Benedykt XVI do Papieskich Dzieł Misyjnych: trzeba głosić Chrystusa nawet kosztem
męczeństwa
W naszych czasach konieczne jest zdecydowane zaangażowanie w głoszenie Chrystusa tym,
którzy Go jeszcze nie znają. Przypomniał o tym Benedykt XVI przybyłym z całego świata
krajowym dyrektorom Papieskich Dzieł Misyjnych. Kończą dziś oni swe doroczne spotkanie,
trwające od 9 maja. Na audiencji towarzyszył im nowy prefekt Kongregacji ds. Ewangelizacji
Narodów abp Fernando Filoni, mianowany na to stanowisko przed czterema dniami. Papież
zwrócił uwagę na potrzebę niesienia nadziei światu zagrożonemu nowymi formami niewoli.
„Nowe
problemy i nowe rodzaje niewoli pojawiają się bowiem w naszych czasach zarówno w tzw.
pierwszym świecie, zamożnym i bogatym, ale niepewnym co do swej przyszłości, jak też
w krajach rozwijających się – mówił Ojciec Święty. – Tam, również wskutek globalizacji
naznaczonej często nastawieniem na zysk, wzrastają masy ubogich, emigrantów, uciśnionych,
którzy tracą nadzieję. Kościół musi stale odnawiać wysiłek niesienia Chrystusa, przedłużania
Jego misji mesjańskiej, by nadeszło Boże Królestwo sprawiedliwości, pokoju, wolności,
miłości.
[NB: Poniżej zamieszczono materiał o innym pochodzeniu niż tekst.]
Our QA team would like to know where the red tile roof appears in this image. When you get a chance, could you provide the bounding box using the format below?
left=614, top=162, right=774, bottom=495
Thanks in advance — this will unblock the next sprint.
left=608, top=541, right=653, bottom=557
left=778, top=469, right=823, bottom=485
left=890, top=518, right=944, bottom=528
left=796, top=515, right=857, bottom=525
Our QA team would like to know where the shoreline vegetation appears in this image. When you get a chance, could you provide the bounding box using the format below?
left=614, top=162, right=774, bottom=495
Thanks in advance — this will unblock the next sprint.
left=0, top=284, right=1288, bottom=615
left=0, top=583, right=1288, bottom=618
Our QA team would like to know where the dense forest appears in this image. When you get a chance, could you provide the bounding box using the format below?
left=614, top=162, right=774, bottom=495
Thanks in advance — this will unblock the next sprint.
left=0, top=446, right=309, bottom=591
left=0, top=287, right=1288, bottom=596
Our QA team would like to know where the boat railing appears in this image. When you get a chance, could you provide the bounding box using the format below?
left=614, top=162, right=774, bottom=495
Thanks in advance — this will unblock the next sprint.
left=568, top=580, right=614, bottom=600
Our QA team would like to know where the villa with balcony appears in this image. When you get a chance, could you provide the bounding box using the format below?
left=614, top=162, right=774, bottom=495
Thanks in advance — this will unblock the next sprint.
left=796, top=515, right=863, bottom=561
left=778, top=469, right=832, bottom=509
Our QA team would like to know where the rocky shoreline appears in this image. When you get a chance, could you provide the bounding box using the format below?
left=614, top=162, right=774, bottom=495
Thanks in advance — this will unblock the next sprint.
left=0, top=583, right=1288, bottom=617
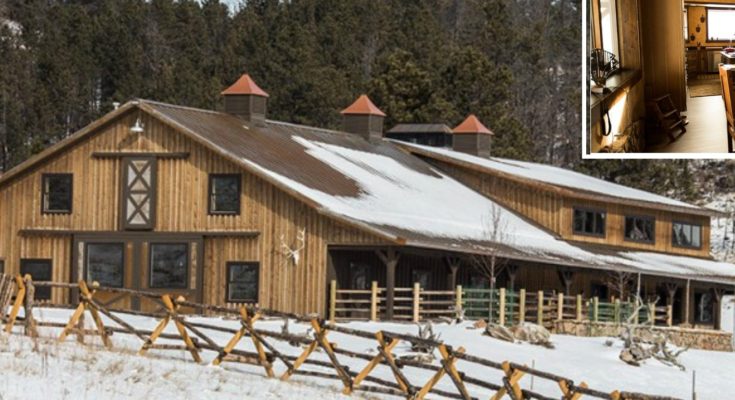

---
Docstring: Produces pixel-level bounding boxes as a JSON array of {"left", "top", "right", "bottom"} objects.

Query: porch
[{"left": 325, "top": 247, "right": 732, "bottom": 330}]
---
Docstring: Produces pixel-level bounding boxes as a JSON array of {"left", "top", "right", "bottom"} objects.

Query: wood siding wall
[
  {"left": 0, "top": 111, "right": 384, "bottom": 312},
  {"left": 427, "top": 160, "right": 710, "bottom": 257}
]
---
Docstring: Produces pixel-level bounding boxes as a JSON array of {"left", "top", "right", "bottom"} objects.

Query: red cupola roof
[
  {"left": 452, "top": 114, "right": 495, "bottom": 135},
  {"left": 342, "top": 94, "right": 385, "bottom": 117},
  {"left": 222, "top": 74, "right": 268, "bottom": 97}
]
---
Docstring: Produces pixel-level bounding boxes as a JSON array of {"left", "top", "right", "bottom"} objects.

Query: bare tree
[
  {"left": 605, "top": 271, "right": 637, "bottom": 301},
  {"left": 470, "top": 204, "right": 513, "bottom": 323}
]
Przekształcanie świata zgodnie z Bożym planem przez odnawiającą moc Ewangelii,
«aby Bóg był wszystkim we wszystkich» (1 Kor 15, 28), to zadanie całego Ludu Bożego.
Konieczne jest zatem kontynuowanie z nowym entuzjazmem dzieła ewangelizacji, radosnego
głoszenia Królestwa Boga, które nadeszło w Chrystusie z mocą Ducha Świętego, by prowadzić
ludzi ku prawdziwej wolności dzieci Bożych przeciw wszelkim formom niewoli”.
Ojciec
Święty wskazał, iż aby prowadzić ewangelizację, chrześcijanie muszą naprawdę wierzyć,
że „Słowo Boże jest zbawczą prawdą, której potrzebuje każdy człowiek we wszystkich
czasach” (adhortacja apostolska Verbum Domini, 95). To przekonanie wiary musi
być głęboko zakorzenione w naszym życiu. Głosiciele Ewangelii muszą się karmić Słowem
i sakramentami. Jedynie wtedy, gdy są głęboko zakorzenieni w Chrystusie i Jego Słowie,
nie ulegną pokusie redukowania ewangelizacji do samych tylko projektów socjalnych,
przemilczając transcendentny wymiar zbawienia, które Bóg daje nam w Chrystusie. Tę
prawdę trzeba wyraźnie głosić i dawać jej świadectwo.
„Posługa ewangelizacji
fascynuje i jest wymagająca – zaznaczył Papież. – Wymaga miłości do głoszenia i dawania
świadectwa, miłości tak pełnej, że może być naznaczona również męczeństwem. Kościół
nie może poniechać swej misji niesienia światła Chrystusa, głoszenia radosnej nowiny
Ewangelii nawet kosztem prześladowań (adhortacja apostolska Verbum Domini,
95). Należy to do jego życia, tak jak było dla Jezusa. Chrześcijanie nie mogą się
lękać, chociaż «są w chwili obecnej grupą religijną, która cierpi najwięcej prześladowań
z powodu swej wiary» (orędzie na Światowy Dzień Pokoju 2011)”.